The deceptive method is called “phishing” and is actually not easy to detect because emails may appear in the inbox as convincing-looking receipts for purchases that a user may not have completed yet.
There are still those who fall for what appears to be a convincing Amazon “thank you for your purchase” email which asks a user to click on a link in order to cancel the order. The catch is, there was never an order in the first place.
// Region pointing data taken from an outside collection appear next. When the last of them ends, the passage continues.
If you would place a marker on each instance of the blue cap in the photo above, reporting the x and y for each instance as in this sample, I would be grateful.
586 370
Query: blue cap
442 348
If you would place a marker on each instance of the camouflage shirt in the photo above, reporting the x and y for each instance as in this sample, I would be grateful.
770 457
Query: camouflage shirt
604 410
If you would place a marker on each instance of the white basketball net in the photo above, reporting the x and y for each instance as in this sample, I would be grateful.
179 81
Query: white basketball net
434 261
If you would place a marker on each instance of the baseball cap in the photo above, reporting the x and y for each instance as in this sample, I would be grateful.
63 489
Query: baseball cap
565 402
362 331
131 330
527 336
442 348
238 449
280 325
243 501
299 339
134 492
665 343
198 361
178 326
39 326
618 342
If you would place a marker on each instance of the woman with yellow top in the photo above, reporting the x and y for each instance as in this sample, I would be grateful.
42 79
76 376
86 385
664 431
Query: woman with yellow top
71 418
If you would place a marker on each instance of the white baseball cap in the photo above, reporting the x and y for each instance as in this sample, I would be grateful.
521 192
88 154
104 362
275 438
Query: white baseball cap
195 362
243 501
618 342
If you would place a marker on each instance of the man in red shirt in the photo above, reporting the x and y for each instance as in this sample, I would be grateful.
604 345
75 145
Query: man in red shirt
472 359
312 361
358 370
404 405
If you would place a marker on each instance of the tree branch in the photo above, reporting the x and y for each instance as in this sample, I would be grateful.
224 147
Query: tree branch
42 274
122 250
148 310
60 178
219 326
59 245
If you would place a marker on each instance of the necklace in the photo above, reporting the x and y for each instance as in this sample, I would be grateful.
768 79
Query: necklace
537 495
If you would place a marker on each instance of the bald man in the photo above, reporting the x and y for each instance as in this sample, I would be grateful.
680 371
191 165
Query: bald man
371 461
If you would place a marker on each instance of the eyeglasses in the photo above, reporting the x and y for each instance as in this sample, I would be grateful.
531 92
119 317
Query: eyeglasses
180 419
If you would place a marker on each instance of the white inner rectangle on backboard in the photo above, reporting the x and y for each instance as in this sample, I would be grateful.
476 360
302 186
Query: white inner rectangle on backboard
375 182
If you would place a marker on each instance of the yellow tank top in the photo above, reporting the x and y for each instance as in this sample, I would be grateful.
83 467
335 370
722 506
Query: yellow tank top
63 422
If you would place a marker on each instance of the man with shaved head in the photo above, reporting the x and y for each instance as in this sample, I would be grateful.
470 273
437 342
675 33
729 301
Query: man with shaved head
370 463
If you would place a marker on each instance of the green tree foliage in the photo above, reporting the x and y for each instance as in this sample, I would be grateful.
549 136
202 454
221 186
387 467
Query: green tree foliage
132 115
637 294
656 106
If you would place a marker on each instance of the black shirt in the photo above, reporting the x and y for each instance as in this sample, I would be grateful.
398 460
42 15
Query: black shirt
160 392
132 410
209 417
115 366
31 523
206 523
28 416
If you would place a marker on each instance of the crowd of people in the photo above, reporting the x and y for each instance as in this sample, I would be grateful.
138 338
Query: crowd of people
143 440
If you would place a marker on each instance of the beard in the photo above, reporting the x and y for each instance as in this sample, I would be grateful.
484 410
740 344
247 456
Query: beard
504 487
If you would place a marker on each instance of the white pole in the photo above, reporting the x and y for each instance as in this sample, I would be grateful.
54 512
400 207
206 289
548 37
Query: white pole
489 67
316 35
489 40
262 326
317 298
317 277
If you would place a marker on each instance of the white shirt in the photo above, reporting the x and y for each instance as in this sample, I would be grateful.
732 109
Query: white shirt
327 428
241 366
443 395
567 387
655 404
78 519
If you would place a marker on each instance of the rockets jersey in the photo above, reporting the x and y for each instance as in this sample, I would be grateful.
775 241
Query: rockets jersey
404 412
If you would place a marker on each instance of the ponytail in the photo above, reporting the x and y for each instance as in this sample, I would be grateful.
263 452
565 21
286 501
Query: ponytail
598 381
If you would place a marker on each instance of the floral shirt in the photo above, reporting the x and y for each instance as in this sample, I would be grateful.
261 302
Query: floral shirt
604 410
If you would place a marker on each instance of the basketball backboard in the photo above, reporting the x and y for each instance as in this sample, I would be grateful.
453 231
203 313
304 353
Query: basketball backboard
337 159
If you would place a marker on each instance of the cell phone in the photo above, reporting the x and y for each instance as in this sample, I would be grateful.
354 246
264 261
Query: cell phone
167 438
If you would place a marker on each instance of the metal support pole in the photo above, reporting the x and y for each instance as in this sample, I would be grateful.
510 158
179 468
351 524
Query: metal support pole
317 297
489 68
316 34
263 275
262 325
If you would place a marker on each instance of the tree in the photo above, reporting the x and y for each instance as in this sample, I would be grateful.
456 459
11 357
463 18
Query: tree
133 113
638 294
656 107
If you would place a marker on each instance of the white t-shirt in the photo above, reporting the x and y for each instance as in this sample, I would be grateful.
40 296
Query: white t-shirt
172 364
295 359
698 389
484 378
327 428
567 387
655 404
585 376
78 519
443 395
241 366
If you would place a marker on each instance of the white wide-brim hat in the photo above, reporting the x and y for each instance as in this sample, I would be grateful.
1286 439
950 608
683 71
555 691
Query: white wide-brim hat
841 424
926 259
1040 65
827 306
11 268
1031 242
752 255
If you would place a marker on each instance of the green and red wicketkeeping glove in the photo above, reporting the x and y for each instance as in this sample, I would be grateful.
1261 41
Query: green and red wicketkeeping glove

Google believes there are a shocking 3.3 billion passwords and usernames out in the wild due to the number of data breaches.
Since a password is rarely sufficient to crack one’s email account, sophisticated attackers are also trying to collect sensitive information needed to verify one’s identity.
Regarded as “Google sleuths”, Kurt Thomas and Angelika Moscicki said they found 82 percent of blackhat phishing tools and 74 percent of keyloggers attempted to collect a user’s IP address and location. They also found another 18 percent of tools collected phone numbers and device make and model.”
The pair said that what is certain is that enterprising hijackers are constantly searching for, and are able to find, billions of different platforms, usernames, and passwords on black markets.
The researchers recognize the need to continuously “evolve their defense” to stay ahead of the bad guys.